What was the design brief?

The design brief grew out of a review of the school’s masterplan, which looked at future building sites for the School to incorporate 15 new classrooms to facilitate the addition of Year 7 to high school in Queensland. The challenge was to place a new five-storey contemporary classroom building in very close proximity to some of the oldest school buildings in Brisbane.

What was your design intent on this project?

For the students, we wanted to encourage flexible and open learning behaviour with the classroom arrangement, with plenty of windows and whiteboards. We also wanted to create a vibrant, cool courtyard space, to encourage interaction and extend learning opportunities outside the classroom.

Our design intent for the school as a whole was to create a new and contemporary front entry on Kemp Place, while reducing the apparent size of the building using a vine screen and coloured sunshade. We also wanted to maximise covered circulation into and through the school, and increase outside spaces for student interaction.

Looking to the future, it was important to respect the heritage context by setting up a direct relationship between the new building elements and the layered history of the place. We also wanted to reduce energy consumption over the long term by installing a precinct CHW tank, chilled using off peak power.

The façade design is essential to the character of the school. How does the design connect the old with the new, and play with the scale of the building?

– As a heritage site, the school’s rear facades have, over time, become one of its most prominent public elevations. The design strategy acknowledges this, at the same time working with the framework of hierarchal facades on the heritage buildings where each face shifts its architectural language dependent on the spaces they address. The new building envelope responds to each of its elevations with a rotational tectonic, as if part of each facade is being pulled around and connected to the next.

– The street composition re-scales the five-storey building into a two-storey object floating over a two- storey-high garden screen. Garden and building screens are devices used in the past by the nuns to provide privacy, security and shade.

– The western facade responds to the scale of the 1940 University Wing and composes an elevation of aluminium screening lightly suspended like the famous Queensland Thurlow Veranda Blind.
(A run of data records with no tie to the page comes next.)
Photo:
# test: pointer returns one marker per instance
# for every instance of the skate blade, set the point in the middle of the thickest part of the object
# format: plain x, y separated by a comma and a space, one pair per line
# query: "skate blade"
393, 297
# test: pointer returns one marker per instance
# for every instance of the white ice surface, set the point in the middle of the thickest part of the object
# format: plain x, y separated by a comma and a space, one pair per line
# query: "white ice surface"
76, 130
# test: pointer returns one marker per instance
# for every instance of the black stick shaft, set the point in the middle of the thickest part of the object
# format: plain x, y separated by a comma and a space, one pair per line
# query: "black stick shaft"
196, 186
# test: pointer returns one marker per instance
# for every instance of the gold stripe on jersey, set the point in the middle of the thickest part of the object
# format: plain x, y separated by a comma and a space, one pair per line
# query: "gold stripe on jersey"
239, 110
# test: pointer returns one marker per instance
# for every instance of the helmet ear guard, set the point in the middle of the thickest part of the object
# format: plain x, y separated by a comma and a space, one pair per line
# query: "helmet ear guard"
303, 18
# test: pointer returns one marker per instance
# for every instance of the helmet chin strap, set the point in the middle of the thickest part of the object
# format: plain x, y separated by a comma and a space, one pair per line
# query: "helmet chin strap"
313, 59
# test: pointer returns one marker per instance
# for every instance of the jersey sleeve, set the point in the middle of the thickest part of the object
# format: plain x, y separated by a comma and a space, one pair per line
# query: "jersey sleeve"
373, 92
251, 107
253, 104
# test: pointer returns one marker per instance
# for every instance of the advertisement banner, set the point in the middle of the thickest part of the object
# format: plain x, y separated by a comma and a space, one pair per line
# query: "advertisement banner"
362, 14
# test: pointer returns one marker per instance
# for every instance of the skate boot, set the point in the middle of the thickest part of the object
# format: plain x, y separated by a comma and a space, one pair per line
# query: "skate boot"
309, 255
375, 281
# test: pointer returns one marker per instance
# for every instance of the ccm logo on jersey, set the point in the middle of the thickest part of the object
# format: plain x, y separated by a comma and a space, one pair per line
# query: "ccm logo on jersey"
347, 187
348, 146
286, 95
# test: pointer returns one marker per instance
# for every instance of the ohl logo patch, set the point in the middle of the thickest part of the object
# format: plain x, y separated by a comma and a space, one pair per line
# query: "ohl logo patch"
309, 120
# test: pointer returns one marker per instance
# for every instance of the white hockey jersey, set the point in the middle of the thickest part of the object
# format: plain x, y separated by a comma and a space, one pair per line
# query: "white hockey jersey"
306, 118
– Where the new building engages directly with the facade of the old building (essentially the rear wall of the school) the facade is theatrically edited back. Rather than reveal the whole of this rather mundane but important facade the new works instead frame a fragment of it with a proscenium arch. This places the façade as a backdrop to the daily play of student interaction in the courtyard of Mary Place.

How did you overcome the challenges associated with the heritage-listed buildings?

One of our main challenges was to allay concerns about maintaining the special significance of the listed site and buildings. The project team, including heritage architect, Michael Kennedy, worked collaboratively with the Queensland Department of Environment and Heritage Protection (DEHP) and used extensive 3D modelling to explain the project. Each face of the building has particular relationships with its surroundings; these were developed to a high degree during the design phase, which gave DEHP confidence in the final result.

The new building is also very closely placed against a significant listed building and yet the ‘proscenium arch’device is respectful and sympathetic.